Leonardo Xavier Kuffo Rivero edited this page Feb 26, 2026 · 1 revision

Usage (Python)

Below, we provide a minimal example to run k-means clustering, reading data from a .hdf5 . In our Python bindings, the .train() method will decide at runtime whether to use vanilla Super K-Means or Hierarchical Super K-Means, depending on the number of data points. You can override this behavior.

import numpy as np
import sys
import h5py
import math
from superkmeans import SuperKMeans

def read_hdf5_data(hdf5_path):
    """Read train and test data from HDF5 file."""
    with h5py.File(hdf5_path, "r") as hdf5_file:
        train = np.array(hdf5_file["train"], dtype=np.float32)
        test = np.array(hdf5_file["test"], dtype=np.float32) if "test" in hdf5_file else None
    return train, test

def main():
    if len(sys.argv) < 2:
        print("Error: Missing HDF5 file path")
        return 1

    hdf5_path = sys.argv[1]

    print(f"Loading data from {hdf5_path}...")
    data, test = read_hdf5_data(hdf5_path)

    n, d = data.shape
    k = math.sqrt(n) * 4
    
    print(f"Loaded {n:,} vectors with {d} dimensions")
    print(f"Number of clusters: {k}")

    kmeans = SuperKMeans(
        n_clusters=k,
        dimensionality=d,
    )

    print("Generating centroids...")
    centroids = kmeans.train(data)
    
    print("Assigning points to clusters...")
    assignments = kmeans.assign(data, centroids)

    print("Done!")

if __name__ == "__main__":
    main()

Configurations

We provide a plethora of parameters for the customization of your clustering. You can pass these to the constructor:

kmeans = SuperKMeans(
    n_clusters=k,
    dimensionality=d,
    angular = False,  # Use spherical k-means (default=False)
    iters = 10,       # Number of iterations in the core loop (default=10)
    sampling_fraction = 0.3, # Fraction of points to sample (default=0.3)

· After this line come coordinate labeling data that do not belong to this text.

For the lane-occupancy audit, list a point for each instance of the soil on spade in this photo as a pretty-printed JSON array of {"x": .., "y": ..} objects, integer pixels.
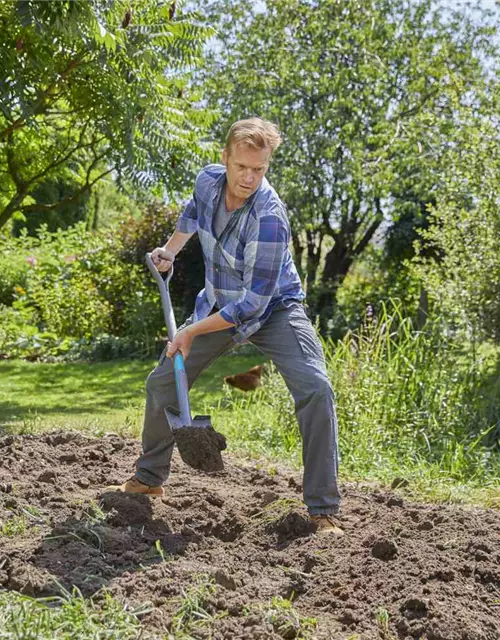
[{"x": 435, "y": 569}]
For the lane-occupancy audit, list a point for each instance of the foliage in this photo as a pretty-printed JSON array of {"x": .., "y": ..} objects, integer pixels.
[
  {"x": 87, "y": 88},
  {"x": 152, "y": 230},
  {"x": 410, "y": 403},
  {"x": 287, "y": 621},
  {"x": 77, "y": 295},
  {"x": 365, "y": 94},
  {"x": 372, "y": 282},
  {"x": 410, "y": 393},
  {"x": 462, "y": 271},
  {"x": 70, "y": 616}
]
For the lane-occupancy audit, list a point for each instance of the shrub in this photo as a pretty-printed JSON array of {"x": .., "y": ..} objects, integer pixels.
[{"x": 152, "y": 230}]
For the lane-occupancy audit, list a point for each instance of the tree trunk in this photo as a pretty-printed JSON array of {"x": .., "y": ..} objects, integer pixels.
[
  {"x": 11, "y": 208},
  {"x": 337, "y": 264}
]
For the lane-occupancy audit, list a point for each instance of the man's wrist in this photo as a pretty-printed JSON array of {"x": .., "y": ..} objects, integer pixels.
[{"x": 191, "y": 330}]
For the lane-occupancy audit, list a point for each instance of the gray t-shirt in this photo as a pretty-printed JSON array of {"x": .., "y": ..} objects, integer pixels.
[{"x": 222, "y": 216}]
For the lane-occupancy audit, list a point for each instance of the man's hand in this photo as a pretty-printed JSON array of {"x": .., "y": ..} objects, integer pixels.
[
  {"x": 163, "y": 258},
  {"x": 182, "y": 342}
]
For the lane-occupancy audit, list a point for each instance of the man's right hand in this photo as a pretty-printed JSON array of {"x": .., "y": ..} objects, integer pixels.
[{"x": 163, "y": 258}]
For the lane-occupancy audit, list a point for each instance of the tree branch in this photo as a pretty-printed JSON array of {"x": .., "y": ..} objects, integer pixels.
[{"x": 42, "y": 103}]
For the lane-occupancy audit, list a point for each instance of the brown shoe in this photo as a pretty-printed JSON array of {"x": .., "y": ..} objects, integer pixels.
[
  {"x": 133, "y": 485},
  {"x": 325, "y": 524}
]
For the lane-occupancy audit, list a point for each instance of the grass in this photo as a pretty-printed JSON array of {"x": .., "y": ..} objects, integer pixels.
[
  {"x": 69, "y": 616},
  {"x": 95, "y": 397},
  {"x": 14, "y": 526},
  {"x": 287, "y": 621},
  {"x": 193, "y": 611},
  {"x": 410, "y": 403}
]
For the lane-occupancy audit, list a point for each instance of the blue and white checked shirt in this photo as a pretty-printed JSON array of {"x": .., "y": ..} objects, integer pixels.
[{"x": 249, "y": 270}]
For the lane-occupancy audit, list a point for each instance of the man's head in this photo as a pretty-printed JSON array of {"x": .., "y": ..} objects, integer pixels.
[{"x": 249, "y": 146}]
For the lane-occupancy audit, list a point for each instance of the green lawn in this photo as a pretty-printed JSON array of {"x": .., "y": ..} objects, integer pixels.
[{"x": 96, "y": 397}]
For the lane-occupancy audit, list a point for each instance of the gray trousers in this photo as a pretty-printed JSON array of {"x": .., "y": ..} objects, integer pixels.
[{"x": 289, "y": 340}]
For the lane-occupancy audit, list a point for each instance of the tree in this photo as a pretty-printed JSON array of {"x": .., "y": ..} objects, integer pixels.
[
  {"x": 365, "y": 93},
  {"x": 90, "y": 88},
  {"x": 462, "y": 274}
]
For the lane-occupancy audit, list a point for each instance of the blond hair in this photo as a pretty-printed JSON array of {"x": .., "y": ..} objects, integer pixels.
[{"x": 255, "y": 133}]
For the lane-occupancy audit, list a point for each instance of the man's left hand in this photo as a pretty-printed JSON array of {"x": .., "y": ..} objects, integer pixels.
[{"x": 182, "y": 342}]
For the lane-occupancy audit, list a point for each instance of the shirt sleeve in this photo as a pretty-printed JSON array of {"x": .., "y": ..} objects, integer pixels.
[
  {"x": 188, "y": 221},
  {"x": 263, "y": 258}
]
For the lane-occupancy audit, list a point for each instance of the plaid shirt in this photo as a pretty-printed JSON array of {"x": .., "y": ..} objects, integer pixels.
[{"x": 248, "y": 270}]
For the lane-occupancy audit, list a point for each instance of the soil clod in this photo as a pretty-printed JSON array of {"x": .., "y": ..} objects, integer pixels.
[{"x": 200, "y": 447}]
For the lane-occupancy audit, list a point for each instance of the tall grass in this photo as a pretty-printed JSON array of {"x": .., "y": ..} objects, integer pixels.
[
  {"x": 410, "y": 402},
  {"x": 411, "y": 397}
]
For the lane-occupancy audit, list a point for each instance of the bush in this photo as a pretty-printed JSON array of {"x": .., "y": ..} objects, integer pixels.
[
  {"x": 152, "y": 230},
  {"x": 75, "y": 293}
]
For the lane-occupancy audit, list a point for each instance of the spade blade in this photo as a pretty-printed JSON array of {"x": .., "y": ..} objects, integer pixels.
[{"x": 199, "y": 444}]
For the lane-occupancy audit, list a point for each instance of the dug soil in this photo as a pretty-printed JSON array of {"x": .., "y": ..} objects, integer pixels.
[{"x": 403, "y": 570}]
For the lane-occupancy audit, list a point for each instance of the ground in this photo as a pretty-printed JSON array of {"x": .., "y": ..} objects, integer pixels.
[{"x": 238, "y": 543}]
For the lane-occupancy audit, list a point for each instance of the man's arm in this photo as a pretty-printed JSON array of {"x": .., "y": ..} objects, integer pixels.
[
  {"x": 163, "y": 257},
  {"x": 184, "y": 338}
]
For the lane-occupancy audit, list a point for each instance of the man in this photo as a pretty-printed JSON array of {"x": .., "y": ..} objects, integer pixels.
[{"x": 252, "y": 292}]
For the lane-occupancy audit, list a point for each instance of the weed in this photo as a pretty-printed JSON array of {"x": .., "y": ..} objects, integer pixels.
[
  {"x": 194, "y": 609},
  {"x": 94, "y": 514},
  {"x": 68, "y": 616},
  {"x": 166, "y": 557},
  {"x": 382, "y": 620},
  {"x": 287, "y": 621},
  {"x": 277, "y": 510},
  {"x": 14, "y": 526}
]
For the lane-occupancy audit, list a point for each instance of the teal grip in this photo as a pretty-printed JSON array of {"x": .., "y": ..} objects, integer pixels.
[{"x": 181, "y": 384}]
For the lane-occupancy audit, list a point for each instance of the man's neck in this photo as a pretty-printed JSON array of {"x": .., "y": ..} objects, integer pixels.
[{"x": 233, "y": 203}]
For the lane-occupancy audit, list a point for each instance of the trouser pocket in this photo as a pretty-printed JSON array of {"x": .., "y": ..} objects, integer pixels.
[{"x": 306, "y": 335}]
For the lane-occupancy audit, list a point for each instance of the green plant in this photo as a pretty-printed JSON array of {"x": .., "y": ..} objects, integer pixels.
[
  {"x": 14, "y": 526},
  {"x": 194, "y": 609},
  {"x": 287, "y": 621},
  {"x": 68, "y": 616}
]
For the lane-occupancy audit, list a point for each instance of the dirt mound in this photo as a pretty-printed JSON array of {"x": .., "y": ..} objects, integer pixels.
[{"x": 403, "y": 570}]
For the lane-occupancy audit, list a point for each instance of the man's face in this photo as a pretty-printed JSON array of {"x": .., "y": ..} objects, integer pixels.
[{"x": 245, "y": 169}]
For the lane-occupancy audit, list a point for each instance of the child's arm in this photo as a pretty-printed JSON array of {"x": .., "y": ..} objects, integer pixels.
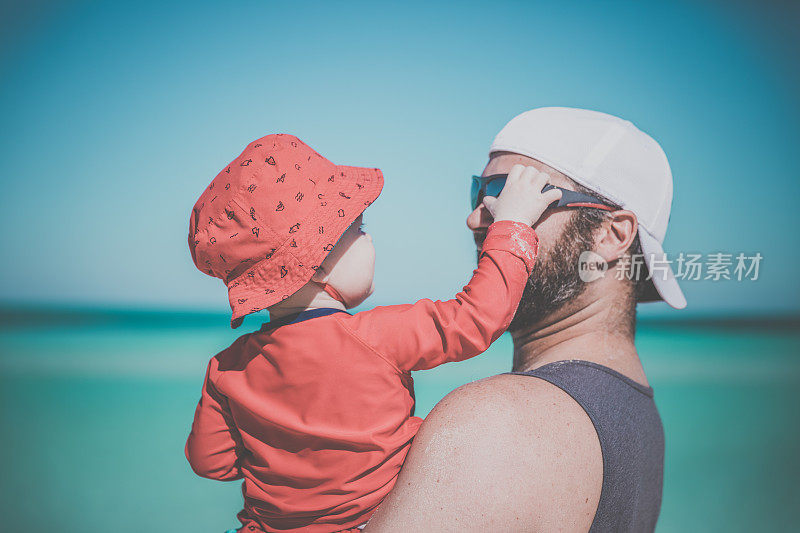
[
  {"x": 427, "y": 333},
  {"x": 214, "y": 443}
]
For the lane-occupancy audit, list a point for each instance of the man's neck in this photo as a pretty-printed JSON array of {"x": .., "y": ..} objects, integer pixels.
[{"x": 590, "y": 332}]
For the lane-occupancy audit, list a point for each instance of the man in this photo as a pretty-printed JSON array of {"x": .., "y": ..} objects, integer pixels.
[{"x": 572, "y": 440}]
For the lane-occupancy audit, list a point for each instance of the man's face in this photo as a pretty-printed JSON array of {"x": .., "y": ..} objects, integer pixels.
[{"x": 554, "y": 280}]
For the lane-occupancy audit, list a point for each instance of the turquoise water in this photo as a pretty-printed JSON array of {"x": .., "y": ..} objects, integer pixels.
[{"x": 95, "y": 415}]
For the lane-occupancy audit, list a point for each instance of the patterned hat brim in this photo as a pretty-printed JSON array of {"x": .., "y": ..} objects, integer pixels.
[{"x": 287, "y": 268}]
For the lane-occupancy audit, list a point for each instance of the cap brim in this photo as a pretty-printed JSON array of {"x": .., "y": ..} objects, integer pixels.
[
  {"x": 662, "y": 277},
  {"x": 337, "y": 214}
]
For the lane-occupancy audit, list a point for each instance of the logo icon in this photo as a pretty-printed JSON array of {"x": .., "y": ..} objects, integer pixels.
[{"x": 591, "y": 266}]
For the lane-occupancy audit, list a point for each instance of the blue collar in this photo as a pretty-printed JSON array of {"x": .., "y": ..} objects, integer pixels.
[{"x": 300, "y": 317}]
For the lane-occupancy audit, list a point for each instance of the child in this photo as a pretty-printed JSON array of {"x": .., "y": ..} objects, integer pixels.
[{"x": 315, "y": 409}]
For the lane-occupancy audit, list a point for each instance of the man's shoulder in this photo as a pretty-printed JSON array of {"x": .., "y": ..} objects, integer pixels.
[{"x": 501, "y": 450}]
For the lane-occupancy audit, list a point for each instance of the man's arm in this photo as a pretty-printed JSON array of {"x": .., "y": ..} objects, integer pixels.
[{"x": 507, "y": 453}]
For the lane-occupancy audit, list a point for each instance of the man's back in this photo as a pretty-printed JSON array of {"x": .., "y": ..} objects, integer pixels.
[{"x": 511, "y": 453}]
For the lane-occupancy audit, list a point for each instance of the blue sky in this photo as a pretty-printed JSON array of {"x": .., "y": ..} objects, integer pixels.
[{"x": 116, "y": 115}]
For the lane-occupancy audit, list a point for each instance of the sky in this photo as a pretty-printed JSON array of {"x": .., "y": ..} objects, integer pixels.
[{"x": 116, "y": 115}]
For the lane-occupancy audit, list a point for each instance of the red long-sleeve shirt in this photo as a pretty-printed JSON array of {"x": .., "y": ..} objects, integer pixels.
[{"x": 315, "y": 412}]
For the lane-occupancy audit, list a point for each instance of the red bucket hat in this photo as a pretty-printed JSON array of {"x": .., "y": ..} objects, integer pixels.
[{"x": 268, "y": 220}]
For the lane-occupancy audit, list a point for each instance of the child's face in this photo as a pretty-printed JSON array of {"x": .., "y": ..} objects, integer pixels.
[{"x": 351, "y": 265}]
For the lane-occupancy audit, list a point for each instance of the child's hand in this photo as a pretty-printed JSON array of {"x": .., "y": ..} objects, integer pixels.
[{"x": 522, "y": 199}]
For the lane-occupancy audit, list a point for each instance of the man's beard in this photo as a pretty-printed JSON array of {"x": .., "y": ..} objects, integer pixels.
[{"x": 555, "y": 278}]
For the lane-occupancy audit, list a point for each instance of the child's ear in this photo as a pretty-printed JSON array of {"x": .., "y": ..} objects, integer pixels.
[{"x": 321, "y": 275}]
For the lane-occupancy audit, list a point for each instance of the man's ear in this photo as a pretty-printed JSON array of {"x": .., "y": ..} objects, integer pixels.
[{"x": 617, "y": 234}]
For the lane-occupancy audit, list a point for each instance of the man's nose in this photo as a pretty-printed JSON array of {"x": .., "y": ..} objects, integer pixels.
[{"x": 479, "y": 219}]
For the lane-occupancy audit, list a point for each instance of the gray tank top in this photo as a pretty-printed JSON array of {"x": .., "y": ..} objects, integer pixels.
[{"x": 631, "y": 440}]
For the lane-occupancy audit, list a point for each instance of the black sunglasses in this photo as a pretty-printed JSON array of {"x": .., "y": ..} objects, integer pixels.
[{"x": 492, "y": 185}]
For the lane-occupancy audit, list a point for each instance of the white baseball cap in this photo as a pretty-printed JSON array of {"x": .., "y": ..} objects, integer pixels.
[{"x": 614, "y": 158}]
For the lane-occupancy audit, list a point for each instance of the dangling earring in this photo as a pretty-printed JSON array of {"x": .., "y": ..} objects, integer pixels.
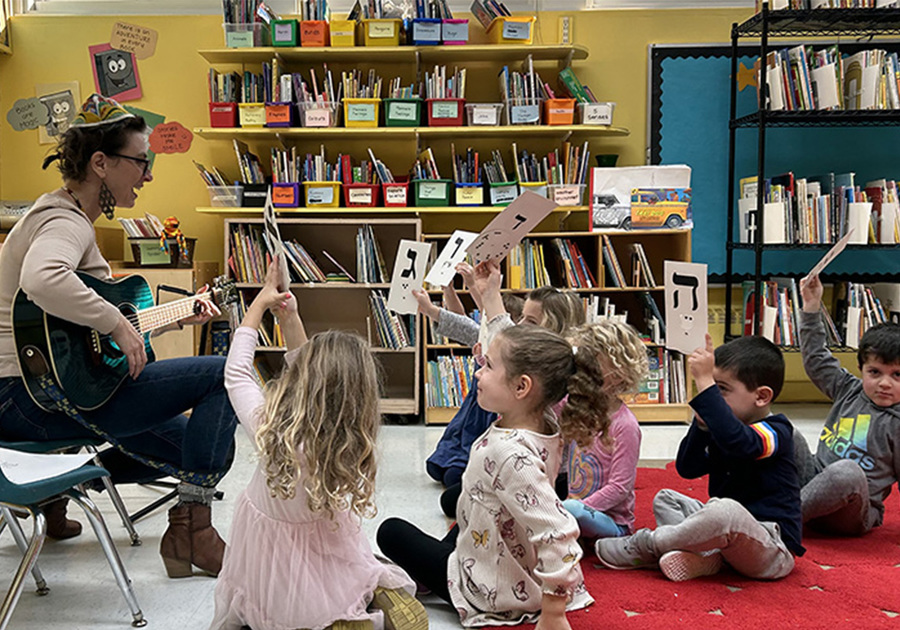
[{"x": 107, "y": 201}]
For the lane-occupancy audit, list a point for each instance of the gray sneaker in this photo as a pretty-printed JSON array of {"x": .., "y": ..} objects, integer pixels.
[{"x": 637, "y": 551}]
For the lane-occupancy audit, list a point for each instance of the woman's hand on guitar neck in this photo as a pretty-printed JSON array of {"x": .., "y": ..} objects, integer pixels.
[{"x": 131, "y": 343}]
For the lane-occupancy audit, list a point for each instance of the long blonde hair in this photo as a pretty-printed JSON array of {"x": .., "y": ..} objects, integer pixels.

    n_threads = 32, # Number of threads to use (default=0, uses max available)
    seed = 42, # Random seed for reproducibility
    early_termination = True, # Whether to enable early termination mechanisms (default=True)
    tol = 1e-4, # Tolerance for WCSS improvement rate and centroids shift before stopping (default=1e-4) 
    verbose = False, # Prints debug logs
    data_already_rotated = False, # If True, assumes input data is already rotated (default=False)
    use_blas_only = False, # If True, disables SuperKMeans PRUNING phase (default=False)

    hierarchical = False,  # If False, forces the use of vanilla k-means (default=None, hierarchical is used depending on data size),
    iters_mesoclustering = 3, # Mesoclustering iterations for hierarchical k-means (default=3)
    iters_fineclustering = 5, # Fineclustering iterations for hierarchical k-means (default=5)
    # Additional vanilla k-means iterations to refine the clusters resulting from hierarchical k-means
    # In practice, these are very expensive and do not lead to substantial gains (default = 0)
    iters_refinement = 0 
)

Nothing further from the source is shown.